Fuzzbucket repeatedly tries to distance himself from Michael while trying to get back to an underground lair full of other rat-like creatures similar to Fuzzbucket. At one point, Fuzzbucket is found in a dumpster with a rat eating his tail. Michael picks up a can and throws it at the rat, knocking it off of his friend's tail. Fuzzbucket thanks Michael for "saving his life," taking his hand, kissing it, and making a strange slurping sound. He runs off and Michael gives chase. Michael tracks the creature into the woods and falls into his lair. He arrives in a chamber where Fuzzbucket creatures scatter in fright. The actual Fuzzbucket shows up and tells Michael that since he helped him, Fuzzbucket will help him also. Michael is found by a search party underneath a tree shortly after. They all return home, where his mother and father find gifts in their room left behind by Fuzzbucket. The father opens up a novelty sized Hershey's Kiss, while the mother opens up a music box. They set their gifts aside and share an intimate moment, when the camera pans to show Fuzzbucket sneaking away from the house.

==Characters==
Fuzzbucket is a hairy creature that lives in the swamps of Dead Man's Marsh with many other fuzzbuckets. The character is called "Fuzzbucket" by Michael, but also is a fuzzbucket. It is not explained whether all fuzzbuckets have different names.

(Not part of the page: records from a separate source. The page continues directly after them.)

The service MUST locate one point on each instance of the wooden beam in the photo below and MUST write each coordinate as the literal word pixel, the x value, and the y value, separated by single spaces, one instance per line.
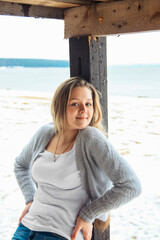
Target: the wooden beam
pixel 88 60
pixel 48 3
pixel 26 10
pixel 112 18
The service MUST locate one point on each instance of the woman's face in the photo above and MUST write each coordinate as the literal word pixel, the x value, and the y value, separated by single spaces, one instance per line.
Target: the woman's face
pixel 80 108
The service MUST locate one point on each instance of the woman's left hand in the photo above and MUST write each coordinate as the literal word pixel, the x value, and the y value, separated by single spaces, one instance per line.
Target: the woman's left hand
pixel 83 226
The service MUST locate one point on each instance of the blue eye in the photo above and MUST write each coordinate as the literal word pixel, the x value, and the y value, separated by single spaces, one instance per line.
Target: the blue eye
pixel 88 104
pixel 74 104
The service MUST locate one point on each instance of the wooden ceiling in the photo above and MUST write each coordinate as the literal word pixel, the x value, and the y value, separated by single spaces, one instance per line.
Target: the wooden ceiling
pixel 90 17
pixel 56 3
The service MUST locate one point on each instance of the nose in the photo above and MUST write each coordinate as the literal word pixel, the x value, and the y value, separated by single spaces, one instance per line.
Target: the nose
pixel 82 108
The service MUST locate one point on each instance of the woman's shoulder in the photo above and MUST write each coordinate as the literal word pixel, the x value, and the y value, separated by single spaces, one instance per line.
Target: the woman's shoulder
pixel 92 133
pixel 44 130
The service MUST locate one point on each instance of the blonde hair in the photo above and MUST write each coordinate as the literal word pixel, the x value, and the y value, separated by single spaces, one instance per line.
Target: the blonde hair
pixel 60 103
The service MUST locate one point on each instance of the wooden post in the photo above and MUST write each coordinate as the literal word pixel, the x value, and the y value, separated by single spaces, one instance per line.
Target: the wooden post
pixel 88 60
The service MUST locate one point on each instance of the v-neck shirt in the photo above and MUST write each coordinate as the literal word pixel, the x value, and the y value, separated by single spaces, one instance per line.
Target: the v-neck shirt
pixel 59 195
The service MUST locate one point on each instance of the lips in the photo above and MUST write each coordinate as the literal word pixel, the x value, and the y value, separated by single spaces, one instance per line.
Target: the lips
pixel 81 118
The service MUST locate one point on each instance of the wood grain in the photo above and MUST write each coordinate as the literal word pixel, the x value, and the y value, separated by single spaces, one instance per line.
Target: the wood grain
pixel 15 9
pixel 112 18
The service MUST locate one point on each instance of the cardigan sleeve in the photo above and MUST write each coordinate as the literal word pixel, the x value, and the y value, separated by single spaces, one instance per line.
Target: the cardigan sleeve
pixel 126 185
pixel 22 167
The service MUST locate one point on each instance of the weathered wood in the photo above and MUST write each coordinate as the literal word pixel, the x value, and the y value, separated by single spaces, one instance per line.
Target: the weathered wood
pixel 101 230
pixel 48 3
pixel 112 18
pixel 15 9
pixel 88 59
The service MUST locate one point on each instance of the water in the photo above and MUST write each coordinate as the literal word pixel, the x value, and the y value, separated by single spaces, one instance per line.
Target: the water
pixel 134 81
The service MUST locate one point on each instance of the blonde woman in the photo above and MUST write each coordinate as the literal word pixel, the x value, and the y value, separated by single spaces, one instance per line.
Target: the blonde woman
pixel 78 174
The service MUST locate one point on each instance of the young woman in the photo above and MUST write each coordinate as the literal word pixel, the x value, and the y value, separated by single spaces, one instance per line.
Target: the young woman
pixel 78 174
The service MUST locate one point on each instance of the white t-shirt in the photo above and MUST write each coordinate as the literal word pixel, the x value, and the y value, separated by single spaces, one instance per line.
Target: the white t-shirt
pixel 59 195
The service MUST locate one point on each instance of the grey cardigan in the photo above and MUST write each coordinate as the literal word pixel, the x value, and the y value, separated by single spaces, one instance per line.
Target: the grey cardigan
pixel 106 176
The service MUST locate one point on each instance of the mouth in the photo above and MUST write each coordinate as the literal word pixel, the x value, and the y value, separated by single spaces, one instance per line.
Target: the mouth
pixel 81 118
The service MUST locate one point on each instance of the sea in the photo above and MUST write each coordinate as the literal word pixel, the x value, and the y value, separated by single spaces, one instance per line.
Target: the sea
pixel 131 80
pixel 134 120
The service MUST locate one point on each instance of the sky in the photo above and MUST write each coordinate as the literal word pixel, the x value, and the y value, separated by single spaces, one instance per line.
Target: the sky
pixel 23 37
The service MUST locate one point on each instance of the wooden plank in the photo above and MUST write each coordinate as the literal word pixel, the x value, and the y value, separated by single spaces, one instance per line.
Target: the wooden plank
pixel 15 9
pixel 48 3
pixel 98 71
pixel 112 18
pixel 88 60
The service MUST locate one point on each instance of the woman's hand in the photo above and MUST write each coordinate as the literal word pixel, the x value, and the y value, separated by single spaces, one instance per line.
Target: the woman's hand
pixel 25 211
pixel 83 226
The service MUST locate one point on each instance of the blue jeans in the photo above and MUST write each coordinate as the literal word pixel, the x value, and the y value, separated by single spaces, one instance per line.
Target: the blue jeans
pixel 24 233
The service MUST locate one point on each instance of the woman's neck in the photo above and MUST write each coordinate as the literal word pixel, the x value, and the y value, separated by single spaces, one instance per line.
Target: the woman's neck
pixel 68 136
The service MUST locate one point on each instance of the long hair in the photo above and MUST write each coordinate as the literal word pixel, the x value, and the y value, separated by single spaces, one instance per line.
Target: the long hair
pixel 60 103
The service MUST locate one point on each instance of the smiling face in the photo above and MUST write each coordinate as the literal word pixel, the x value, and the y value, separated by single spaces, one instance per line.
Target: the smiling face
pixel 80 108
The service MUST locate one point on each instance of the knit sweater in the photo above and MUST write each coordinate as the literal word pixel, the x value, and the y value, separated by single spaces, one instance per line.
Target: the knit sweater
pixel 108 179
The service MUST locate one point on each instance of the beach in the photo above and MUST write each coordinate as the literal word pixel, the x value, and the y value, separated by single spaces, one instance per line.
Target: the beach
pixel 133 130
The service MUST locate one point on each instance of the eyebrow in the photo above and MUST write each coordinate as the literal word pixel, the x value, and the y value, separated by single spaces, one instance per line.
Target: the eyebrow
pixel 79 99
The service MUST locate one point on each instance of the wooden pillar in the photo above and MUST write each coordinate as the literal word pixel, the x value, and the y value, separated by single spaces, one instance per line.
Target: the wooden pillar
pixel 88 60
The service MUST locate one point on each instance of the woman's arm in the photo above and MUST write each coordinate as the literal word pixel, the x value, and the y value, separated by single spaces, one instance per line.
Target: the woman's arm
pixel 112 166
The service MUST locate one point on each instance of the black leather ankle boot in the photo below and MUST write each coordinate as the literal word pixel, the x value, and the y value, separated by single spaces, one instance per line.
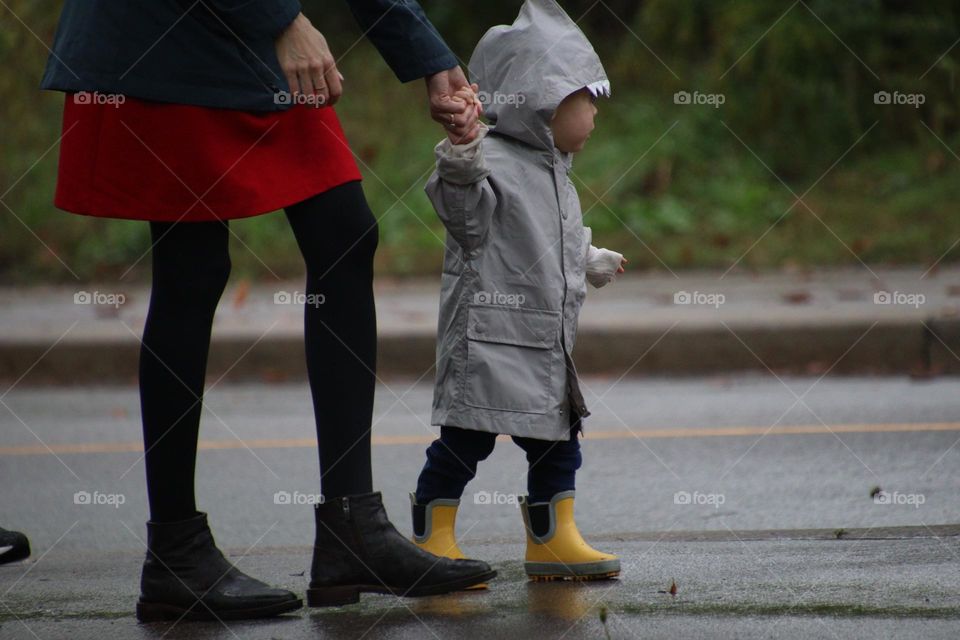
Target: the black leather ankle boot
pixel 186 576
pixel 358 550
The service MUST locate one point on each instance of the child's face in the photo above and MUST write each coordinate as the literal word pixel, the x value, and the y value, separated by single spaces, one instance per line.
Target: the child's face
pixel 573 121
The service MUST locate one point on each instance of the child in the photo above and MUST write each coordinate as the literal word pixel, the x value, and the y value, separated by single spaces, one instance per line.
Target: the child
pixel 516 257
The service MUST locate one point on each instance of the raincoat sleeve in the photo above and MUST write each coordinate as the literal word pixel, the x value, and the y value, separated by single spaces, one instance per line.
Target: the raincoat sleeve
pixel 461 193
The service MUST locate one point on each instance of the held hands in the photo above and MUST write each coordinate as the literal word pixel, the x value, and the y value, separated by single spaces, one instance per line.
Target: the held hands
pixel 455 105
pixel 307 63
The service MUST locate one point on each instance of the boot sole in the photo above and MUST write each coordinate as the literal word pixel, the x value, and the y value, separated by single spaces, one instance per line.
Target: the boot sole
pixel 549 571
pixel 158 611
pixel 350 594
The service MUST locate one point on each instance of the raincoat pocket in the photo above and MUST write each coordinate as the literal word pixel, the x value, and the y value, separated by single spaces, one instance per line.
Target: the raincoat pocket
pixel 511 354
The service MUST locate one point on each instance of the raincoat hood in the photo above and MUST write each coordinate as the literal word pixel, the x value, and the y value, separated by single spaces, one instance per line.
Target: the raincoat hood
pixel 526 69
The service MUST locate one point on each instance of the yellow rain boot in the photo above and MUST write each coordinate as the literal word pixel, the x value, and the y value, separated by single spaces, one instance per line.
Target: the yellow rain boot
pixel 555 548
pixel 434 526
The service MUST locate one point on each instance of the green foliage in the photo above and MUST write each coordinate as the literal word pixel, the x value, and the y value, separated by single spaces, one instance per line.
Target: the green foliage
pixel 667 184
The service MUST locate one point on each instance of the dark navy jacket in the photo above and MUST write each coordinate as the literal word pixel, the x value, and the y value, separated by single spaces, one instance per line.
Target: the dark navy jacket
pixel 216 53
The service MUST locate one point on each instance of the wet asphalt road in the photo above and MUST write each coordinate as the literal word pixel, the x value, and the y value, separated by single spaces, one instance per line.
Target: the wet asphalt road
pixel 676 475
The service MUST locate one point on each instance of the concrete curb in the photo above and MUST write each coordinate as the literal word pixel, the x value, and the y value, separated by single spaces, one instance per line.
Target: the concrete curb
pixel 900 346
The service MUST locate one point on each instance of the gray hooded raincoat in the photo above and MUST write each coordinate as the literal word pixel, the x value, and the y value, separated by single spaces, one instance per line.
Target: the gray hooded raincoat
pixel 513 273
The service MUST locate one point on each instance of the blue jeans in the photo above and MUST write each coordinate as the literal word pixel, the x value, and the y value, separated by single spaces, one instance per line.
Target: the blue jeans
pixel 452 463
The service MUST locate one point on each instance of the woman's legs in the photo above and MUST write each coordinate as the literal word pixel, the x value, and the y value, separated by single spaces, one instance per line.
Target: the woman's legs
pixel 184 573
pixel 452 462
pixel 337 235
pixel 355 547
pixel 191 264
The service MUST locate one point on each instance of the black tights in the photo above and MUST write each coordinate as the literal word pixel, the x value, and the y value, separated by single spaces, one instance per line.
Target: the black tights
pixel 337 235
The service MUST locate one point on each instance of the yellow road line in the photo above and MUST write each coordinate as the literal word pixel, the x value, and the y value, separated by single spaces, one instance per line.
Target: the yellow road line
pixel 298 443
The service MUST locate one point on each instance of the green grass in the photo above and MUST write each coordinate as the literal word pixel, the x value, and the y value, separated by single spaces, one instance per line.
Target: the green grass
pixel 697 198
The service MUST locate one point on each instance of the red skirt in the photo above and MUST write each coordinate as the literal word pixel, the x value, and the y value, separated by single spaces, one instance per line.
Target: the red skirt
pixel 144 160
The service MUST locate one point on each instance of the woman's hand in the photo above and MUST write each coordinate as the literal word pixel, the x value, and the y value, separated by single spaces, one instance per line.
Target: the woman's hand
pixel 307 62
pixel 458 117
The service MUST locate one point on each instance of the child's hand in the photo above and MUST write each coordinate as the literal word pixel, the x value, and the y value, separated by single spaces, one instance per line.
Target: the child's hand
pixel 474 110
pixel 603 265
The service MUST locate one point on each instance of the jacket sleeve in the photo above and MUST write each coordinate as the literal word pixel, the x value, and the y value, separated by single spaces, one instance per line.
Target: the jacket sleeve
pixel 461 194
pixel 404 36
pixel 257 19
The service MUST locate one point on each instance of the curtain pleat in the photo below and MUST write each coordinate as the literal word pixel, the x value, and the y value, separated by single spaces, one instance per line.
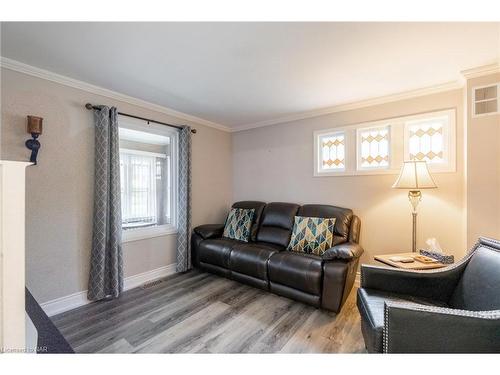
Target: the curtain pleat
pixel 106 264
pixel 184 201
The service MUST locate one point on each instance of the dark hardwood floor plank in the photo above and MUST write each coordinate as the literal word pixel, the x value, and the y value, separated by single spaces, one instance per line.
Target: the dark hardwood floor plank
pixel 197 312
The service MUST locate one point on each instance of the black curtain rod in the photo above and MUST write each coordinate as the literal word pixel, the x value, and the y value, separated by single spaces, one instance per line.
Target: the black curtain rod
pixel 90 106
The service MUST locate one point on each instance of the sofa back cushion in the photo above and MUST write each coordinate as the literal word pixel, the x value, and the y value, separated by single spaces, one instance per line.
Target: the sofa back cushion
pixel 277 223
pixel 258 207
pixel 479 287
pixel 343 217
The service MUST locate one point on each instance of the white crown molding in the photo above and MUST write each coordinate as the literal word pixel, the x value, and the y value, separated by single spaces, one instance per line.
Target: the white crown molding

Michael Gerber is a 12-year-old boy and main character of the film. He is dealing with his first day of junior high and fitting in. Everyone in the film finds him odd or weird due to the fact they always think he is talking to himself, when he is in fact talking to Fuzzbucket.

==Home media==
Disney released a DVD-on-Demand version of this film as part of their "Disney Generations Collection" line of DVDs on July 5, 2011. The film was included in the at-launch library of Disney+.